What the Simulations Don’t Capture

  1. Execution slippage. Backtests assume fills at order price. Real markets fill worse, especially during London/NY sessions.
  2. Regime change. Validated on 2.5 years. Market structure shifts. No guarantee the next 401 trades resemble the last.
  3. Psychology. Monte Carlo doesn’t flinch, revenge-trade, or move stops. The human is the biggest variance source.
  4. Trade correlation. Sampling with replacement assumes independence. Real trades cluster — three losses in a choppy session, then a streak during a trend.
  5. Operational constraints. News trading restrictions, weekend gaps, minimum trading day requirements. Our simulation handles drawdown barriers but not every FTMO rule.

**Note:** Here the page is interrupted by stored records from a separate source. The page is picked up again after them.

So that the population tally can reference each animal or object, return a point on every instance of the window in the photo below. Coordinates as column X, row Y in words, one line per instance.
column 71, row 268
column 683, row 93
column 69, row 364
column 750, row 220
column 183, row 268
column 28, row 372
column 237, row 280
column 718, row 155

We run the strategy live on a VPS — zero human intervention, mechanical execution, 30-minute cycles. Same code as the backtest. But live and backtest remain different animals. Early live results (6 trades, 50% WR, PF 1.25) track the backtest within margin, which is encouraging but not conclusive.

The Meta-Strategy

The approach generalizes. Any strategy with positive expectancy, enough trades per month to reach the target, and validation on real market data can be Monte Carlo’d against prop firm constraints to find optimal risk allocation.

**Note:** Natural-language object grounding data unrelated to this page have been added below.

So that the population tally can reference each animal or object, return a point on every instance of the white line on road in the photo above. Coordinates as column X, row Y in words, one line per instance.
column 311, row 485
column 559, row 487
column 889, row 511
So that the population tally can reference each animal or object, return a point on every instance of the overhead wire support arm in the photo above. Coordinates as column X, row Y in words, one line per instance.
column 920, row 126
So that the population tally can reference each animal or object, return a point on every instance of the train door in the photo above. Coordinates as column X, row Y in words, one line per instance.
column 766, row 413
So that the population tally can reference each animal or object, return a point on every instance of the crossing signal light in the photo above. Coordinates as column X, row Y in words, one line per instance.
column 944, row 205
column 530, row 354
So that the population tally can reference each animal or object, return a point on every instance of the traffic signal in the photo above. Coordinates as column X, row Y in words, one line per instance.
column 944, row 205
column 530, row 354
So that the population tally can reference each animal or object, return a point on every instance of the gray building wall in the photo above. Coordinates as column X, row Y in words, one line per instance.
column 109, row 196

The strategy itself is almost irrelevant. What matters is the R-multiple distribution and position sizing. This is “starting from the end” — define the win condition, then optimize the single free variable that maximizes the probability of hitting it.

With weak edge, the answer is “budget for multiple attempts.” With strong edge, the answer is “one shot, optimal sizing.” Most honest strategies land somewhere in between.

Papers Worth Reading

  • Zarattini & Aziz (2023), “The Art of Financial Illusion” — Proves you can pass challenges without alpha. The paper that should make every funded trader uncomfortable.
  • Taranto & Khan (2020-2022), Absorbing Barrier Framework — Extends gambler’s ruin to grid-constrained processes. Theoretical backbone.
  • Rodosthenous & Zhang (2020), “Optimal Stopping Under Drawdown” — When to stop trading during a challenge. Published in Mathematical Finance.
  • Milanzi (2024), WPI Thesis — Empirical Monte Carlo on FTMO pass probability. Confirms: >95% of traders fail evaluations.

The Punchline

€540 buys a call option on variance. With honest numbers, it expires in the money 35% of the time — not 83%. Budget for three attempts and you’re at 73%. Five attempts, 89%.

Most people approach prop firms looking for the perfect strategy. We approached it looking for the perfect bet size. The corrected answer is less glamorous than the original: you need a real edge, conservative sizing, and the bankroll to try more than once.

The framework works. The math is sound. The original numbers weren’t. We’d rather publish the correction than let a flattering lie sit.


All simulations use actual trade R-multiples from tick-level backtests. No synthetic data. No curve fitting. The research code is public. The strategy specifics are not — that’s the edge.

This post was corrected in March 2026 after MT5 rebacktesting revealed data source divergence. The original version overstated pass probability by ~48 percentage points. The framework and methodology are unchanged; only the input statistics and resulting probabilities were updated.